Die Straße „Im Bergfeld„ in Altenschwand wird voraussichtlich erst nächstes Jahr saniert. „Jetzt vor dem Winter macht es keinen Sinn“, erklärte Bauingenieur Andre Binninger im Gemeinderat am Dienstag. Binninger ließ den Baubeginn offen, tendierte aber zum Herbst 2020.

Für die Vergabe der Erd-, Rohrverlegungs- und Straßenbauarbeiten zur Sanierung des rund 200 Meter langen Straßenabschnitts hatten sechs Firmen Angebote eingereicht, „das hatten wir schon lange nicht mehr“, so Binninger. Den Zuschlag bekam schließlich die Firma Decker Bau aus Albbruck zum Preis von 299 979 Euro brutto. Die letzte Kostenberechnung durch Binninger lag bei 340 000 Euro, somit liegt das wirtschaftlichste Angebot von Decker Bau zwölf Prozent darunter.
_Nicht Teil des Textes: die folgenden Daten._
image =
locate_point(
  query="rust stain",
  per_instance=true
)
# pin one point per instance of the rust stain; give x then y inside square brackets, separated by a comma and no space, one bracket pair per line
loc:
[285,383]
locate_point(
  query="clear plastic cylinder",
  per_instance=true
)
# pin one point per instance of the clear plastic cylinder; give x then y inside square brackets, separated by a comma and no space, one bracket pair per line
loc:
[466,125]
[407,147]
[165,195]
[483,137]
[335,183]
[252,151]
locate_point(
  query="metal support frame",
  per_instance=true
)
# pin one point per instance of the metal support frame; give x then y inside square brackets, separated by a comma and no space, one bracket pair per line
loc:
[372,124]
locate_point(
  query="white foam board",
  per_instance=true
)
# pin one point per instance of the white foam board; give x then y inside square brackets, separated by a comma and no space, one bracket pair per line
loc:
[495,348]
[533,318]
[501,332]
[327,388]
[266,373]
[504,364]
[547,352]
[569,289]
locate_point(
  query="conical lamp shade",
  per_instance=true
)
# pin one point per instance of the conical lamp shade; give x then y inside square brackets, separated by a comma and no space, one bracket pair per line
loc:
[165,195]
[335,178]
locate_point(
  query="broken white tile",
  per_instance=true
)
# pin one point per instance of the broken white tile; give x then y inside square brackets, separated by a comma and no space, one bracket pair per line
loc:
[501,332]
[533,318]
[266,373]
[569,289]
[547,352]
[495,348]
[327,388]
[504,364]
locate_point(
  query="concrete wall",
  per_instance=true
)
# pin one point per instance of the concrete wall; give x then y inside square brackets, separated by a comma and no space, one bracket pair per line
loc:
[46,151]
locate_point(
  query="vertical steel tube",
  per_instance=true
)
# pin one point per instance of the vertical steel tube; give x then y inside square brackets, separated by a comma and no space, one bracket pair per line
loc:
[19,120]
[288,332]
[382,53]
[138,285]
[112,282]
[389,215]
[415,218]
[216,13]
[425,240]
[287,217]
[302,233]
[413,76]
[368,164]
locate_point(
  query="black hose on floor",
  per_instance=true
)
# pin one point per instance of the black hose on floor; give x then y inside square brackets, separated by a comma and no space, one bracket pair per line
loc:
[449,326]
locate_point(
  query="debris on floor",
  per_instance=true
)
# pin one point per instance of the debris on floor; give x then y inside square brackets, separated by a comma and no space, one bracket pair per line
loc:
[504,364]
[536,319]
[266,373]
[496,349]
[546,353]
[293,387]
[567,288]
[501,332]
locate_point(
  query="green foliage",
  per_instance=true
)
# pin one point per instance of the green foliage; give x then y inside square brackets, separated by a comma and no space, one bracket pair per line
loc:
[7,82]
Peter Kermisch und Martina Lütte stimmten gegen die Vergabe der Tiefbauarbeiten. Kermisch begründete seine Haltung so: „Das ist eine reine Anliegerstraße. Es ist nicht richtig, für so ein kurzes Stück so viel Geld zu verschleudern.“ Antwort von Bürgermeister Dietmar Zäpernick: „Wir sind uns alle einig, dass das nicht billig ist.“

Im März 2019 hatte der Rickenbacher Gemeinderat dem Vollausbau mehrheitlich zugestimmt. Die Straße „Im Bergfeld„ in Altenschwand mündet in die Straße, die zum Naturfreundehaus Hotzenwald führt. Sie wird auch als Abkürzung zum Bühlweg und nach Einmündung in den Sonnenweg nach Obergebisbach oder Niedergebisbach benutzt.

Nach ersten Planungsschritten im Frühjahr 2018 erfolgte im Mai eine Information der Anlieger. Dabei wurde der geplante Ausbau vorgestellt und Fragen der Anlieger beantwortet. Aufgrund der angespannten Auftragslage im Baugewerbe war der Ausbau im Jahr 2018 nicht möglich.